Hierbei steht der Apostel Johannes zu den ungläubigen Juden in einem Gegensatz, denn Jesus vertraute sich denen, die seine irdischen Zeichen sahen nicht an, wohingegen die Jünger des Herrn das große Zeichen seiner Auferstehung lediglich zum Anlass nahmen, im Nachhinein der Schrift und dem Wort Jesu zu vertrauen.
Ihre Herzensbindung zu Gott basierte nicht auf dem Sichtbaren.
Ihr Inneres wurde durch die ihnen geschenkte unsichtbare Information aus dem Himmel bewegt.
Die den Herrn sehenden Gesetzischen schrien, er möge gekreuzigt, d. h. in den Tod gegeben werden.
Der den Menschensohn in der Gruft nicht sehende Johannes (er stellt die Gnade Gottes dar) wusste hingegen, dass Jesus aus dem Tod auferstanden war.
Johannes glaubte bereits, bevor sich Jesus den anderen Jüngern gegenüber als ihr lebender Gott und Herr offenbarte.
Das sich zu erfüllende Unsichtbare des Wortes war für Johannes bereits Realität, bevor es „Fleisch“ wurde und ohne, dass er es in schriftlicher Form kannte.
Der Apostel stand außerhalb des Spannungsfeldes der Befähigung bzw.
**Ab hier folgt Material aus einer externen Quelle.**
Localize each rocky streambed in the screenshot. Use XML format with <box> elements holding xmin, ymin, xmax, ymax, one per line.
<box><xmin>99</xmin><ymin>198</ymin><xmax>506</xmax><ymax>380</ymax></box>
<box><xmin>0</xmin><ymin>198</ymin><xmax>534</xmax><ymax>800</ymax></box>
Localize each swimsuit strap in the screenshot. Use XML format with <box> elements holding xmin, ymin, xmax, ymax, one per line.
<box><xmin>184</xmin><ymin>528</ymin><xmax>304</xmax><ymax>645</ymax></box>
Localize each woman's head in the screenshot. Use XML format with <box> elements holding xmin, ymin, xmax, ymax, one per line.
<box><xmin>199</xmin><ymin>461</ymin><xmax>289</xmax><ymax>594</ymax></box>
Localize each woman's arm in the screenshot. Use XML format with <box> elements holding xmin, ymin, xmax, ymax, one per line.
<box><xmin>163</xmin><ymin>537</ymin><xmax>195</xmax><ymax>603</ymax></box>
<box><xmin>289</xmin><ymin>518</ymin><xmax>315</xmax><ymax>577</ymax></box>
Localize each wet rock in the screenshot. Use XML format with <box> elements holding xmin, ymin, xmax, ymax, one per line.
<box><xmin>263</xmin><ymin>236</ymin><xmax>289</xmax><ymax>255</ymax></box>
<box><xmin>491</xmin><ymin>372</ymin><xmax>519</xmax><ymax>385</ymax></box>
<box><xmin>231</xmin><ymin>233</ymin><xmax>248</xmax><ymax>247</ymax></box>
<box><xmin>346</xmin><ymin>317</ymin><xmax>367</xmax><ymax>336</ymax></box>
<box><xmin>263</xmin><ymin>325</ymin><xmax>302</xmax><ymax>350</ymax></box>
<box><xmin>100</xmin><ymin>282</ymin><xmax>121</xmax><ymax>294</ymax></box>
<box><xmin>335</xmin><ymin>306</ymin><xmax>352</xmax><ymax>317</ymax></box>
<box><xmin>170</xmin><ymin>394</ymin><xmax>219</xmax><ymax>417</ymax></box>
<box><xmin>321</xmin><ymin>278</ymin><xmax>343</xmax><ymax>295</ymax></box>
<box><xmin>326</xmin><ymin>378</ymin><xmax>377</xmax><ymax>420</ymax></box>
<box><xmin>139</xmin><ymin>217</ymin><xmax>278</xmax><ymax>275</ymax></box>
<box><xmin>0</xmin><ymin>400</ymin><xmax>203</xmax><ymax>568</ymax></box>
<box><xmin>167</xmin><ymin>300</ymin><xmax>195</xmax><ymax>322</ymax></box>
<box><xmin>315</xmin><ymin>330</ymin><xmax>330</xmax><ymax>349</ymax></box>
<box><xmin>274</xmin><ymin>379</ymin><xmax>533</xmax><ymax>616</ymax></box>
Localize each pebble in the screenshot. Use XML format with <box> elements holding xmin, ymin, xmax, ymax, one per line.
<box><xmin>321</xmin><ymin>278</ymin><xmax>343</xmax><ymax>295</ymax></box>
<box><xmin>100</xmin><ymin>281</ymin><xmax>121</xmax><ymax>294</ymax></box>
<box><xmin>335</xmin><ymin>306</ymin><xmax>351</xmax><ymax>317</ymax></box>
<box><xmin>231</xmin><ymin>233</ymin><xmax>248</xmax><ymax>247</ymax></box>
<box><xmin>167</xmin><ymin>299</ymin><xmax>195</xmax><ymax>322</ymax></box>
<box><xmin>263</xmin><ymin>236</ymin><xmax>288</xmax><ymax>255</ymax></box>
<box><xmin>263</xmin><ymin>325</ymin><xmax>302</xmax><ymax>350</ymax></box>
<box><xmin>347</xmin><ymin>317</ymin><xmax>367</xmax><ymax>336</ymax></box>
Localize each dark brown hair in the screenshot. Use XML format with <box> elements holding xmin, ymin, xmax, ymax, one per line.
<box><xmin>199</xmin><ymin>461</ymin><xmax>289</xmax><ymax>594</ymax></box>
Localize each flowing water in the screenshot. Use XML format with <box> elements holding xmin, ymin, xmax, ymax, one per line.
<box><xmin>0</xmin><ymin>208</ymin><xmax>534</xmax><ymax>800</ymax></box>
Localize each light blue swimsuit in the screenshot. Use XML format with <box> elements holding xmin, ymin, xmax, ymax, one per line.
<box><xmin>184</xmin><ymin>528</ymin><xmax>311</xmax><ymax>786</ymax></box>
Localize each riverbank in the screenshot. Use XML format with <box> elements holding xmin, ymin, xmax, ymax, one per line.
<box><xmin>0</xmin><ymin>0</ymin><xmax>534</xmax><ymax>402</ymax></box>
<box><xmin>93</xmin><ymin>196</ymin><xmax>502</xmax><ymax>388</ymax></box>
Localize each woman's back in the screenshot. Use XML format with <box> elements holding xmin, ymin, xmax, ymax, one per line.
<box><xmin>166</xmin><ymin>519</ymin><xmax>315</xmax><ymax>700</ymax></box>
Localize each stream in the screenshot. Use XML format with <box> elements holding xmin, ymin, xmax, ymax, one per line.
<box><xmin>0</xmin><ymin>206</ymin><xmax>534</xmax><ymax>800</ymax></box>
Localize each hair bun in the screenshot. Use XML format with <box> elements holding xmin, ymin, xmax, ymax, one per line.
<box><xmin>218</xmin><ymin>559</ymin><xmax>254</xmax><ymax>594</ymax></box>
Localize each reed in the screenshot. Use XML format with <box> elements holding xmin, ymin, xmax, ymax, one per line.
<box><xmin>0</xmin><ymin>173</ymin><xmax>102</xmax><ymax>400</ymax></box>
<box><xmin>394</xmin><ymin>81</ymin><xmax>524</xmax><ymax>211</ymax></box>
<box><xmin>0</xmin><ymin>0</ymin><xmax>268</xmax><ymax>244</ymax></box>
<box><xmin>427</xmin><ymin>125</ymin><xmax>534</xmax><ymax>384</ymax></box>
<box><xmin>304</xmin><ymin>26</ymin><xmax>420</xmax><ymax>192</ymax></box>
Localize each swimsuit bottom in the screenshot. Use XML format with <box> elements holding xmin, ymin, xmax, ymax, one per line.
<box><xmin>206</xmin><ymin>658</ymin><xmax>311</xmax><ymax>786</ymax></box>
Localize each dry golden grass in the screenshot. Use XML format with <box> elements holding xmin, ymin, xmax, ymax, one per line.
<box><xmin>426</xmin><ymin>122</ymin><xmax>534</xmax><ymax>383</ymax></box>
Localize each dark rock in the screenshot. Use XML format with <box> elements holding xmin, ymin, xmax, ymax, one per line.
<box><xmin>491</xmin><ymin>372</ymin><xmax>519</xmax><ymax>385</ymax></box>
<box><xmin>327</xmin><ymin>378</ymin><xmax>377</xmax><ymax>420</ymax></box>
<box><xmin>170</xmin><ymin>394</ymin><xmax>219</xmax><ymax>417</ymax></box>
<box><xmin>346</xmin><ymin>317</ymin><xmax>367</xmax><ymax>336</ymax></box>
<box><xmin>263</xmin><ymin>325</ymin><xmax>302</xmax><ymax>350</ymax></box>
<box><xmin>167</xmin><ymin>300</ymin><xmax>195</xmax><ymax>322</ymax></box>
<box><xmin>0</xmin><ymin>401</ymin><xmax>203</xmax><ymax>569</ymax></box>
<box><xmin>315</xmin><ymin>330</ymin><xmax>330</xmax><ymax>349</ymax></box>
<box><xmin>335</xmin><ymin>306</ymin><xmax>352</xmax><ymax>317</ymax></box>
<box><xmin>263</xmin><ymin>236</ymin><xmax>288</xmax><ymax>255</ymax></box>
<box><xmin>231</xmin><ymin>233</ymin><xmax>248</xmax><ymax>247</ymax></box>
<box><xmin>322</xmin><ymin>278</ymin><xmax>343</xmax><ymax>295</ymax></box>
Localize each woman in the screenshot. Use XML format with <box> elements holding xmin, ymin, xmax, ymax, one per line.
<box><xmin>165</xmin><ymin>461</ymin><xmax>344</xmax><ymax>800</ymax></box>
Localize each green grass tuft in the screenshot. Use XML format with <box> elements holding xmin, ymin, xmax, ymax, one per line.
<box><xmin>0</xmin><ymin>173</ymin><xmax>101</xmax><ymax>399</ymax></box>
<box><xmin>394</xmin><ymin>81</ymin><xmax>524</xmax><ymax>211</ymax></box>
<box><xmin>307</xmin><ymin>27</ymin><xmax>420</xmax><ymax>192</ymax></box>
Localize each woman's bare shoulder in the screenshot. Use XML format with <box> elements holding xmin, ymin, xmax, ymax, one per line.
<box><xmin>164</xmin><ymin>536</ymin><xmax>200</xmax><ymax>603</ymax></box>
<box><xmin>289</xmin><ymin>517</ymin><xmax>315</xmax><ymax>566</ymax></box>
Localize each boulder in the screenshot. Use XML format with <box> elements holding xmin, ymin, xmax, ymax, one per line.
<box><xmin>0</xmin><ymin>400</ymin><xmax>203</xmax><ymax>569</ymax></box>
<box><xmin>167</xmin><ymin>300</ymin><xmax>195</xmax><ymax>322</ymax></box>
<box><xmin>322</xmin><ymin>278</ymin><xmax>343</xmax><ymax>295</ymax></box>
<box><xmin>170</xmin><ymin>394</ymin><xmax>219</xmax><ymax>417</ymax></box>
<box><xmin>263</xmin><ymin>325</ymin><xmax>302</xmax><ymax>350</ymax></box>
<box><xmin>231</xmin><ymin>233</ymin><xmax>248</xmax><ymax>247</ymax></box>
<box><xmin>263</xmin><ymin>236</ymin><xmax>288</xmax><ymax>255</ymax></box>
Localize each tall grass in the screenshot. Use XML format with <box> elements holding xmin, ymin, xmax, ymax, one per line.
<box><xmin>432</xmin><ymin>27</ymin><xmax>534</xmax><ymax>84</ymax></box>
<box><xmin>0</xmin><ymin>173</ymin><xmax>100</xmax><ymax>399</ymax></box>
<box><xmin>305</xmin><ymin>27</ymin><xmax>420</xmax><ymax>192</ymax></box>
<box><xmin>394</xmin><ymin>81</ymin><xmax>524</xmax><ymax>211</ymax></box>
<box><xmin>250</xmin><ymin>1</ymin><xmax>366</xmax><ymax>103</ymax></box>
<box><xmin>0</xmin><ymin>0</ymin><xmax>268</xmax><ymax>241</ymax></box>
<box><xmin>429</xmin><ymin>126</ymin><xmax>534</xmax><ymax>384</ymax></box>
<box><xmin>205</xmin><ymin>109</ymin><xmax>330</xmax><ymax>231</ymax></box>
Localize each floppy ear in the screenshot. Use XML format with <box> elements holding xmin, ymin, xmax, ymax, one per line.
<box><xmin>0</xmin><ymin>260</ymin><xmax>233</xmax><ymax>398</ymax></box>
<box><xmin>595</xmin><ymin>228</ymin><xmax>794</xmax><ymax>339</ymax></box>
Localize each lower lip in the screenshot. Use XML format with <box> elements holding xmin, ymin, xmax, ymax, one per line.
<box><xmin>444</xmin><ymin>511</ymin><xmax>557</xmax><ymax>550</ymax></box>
Unfähigkeit des Glaubens aus dem Hören und Sehen des die Wahrheit betreffenden geschriebenen Wortes.
Ironischerweise glaubte Johannes ausgerechnet deshalb, weil er sah, dass der tote Leib Jesu nicht gesehen wurde.
Nicht ein sichtbares Zeichen bzw. ein geschriebenes Wort Gottes, sondern das Fehlen eines Zeichens war für ihn ein Anlass, das zu sehen, was den anderen Jüngern zu sehen verwehrt war und daran vertrauensvoll und treu festzuhalten, ohne eine diesbezügliche geschriebene Prophetie zu kennen. Johannes‘ Schauen (die Wahrnehmung der Gnade Gottes) unterscheidet sich grundsätzlich vom Schauen der „Vielen“.
Ironischerweise soll aber ausgerechnet das geschriebene Zeugnis des Apostels dazu führen, den Leser zum Glauben zu bringen, dass Jesus der Christus ist.
Wir dürfen „sehen“ und glauben, dass sein Wort über den Herrn wahr ist.
Und weil wir Jesus momentan äußerlich noch nicht erblicken, nehmen wir die Rolle des Apostels ein, sodass wir in die „Gruft“ kommen, „sehen“ und glauben dürfen:
Jesus ist nicht im Grab!
Halleluja!
Dank ist dem Gott und seinem Zeugen Johannes! Wir haben das ewige Leben.
Ebenso, wie Petrus zeigt die „Gnade Jahwes“ (dies ist die Bedeutung des Namens „Johannes“) auch uns den Auferstandenen, und geradeso wie die anderen Jünger, erkennen auch wir und glauben, wer derjenige ist, der mit uns isst.
Wir kennen die Identität unseres Gottes. Wir müssen ihm diesbezüglich keine Fragen stellen.
In seinem „Sehen im Nicht-Sehen“ ist Johannes auch ein Gegenteil des sogenannten ungläubigen Thomas, der unbedingt im Sichtbaren erkennen musste, bevor er im Herzen glauben konnte.
Thomas weigerte sich, zu glauben, bevor dies geschah, sodass er gewissermaßen ein Gegen-Johannes ist.
Die Gnade Gottes lässt uns Christus völlig anders erkennen. Ihr Sehen unterscheidet sich grundsätzlich von der Wahrnehmung des Zwillingshaften (Thomas).
Laut dem Chiasmus in Joh. 20,1-10, wird auf beiden Seiten von Joh. 20,4+5*Joh. 20,8 erwähnt, dass Johannes voran lief und als erster, noch vor Petrus, zur Gruft kam.
(In Joh. 20,8 heißt es rückblickend, dass Johannes, der zuerst zur Gruft gekommen war, erst nach Petrus dort hineinging.)
Im Kapitel "Das Herz des Johannesevangeliums" wird auf den Vorwurf des Antisemitismus und Antijudaismus eingegangen.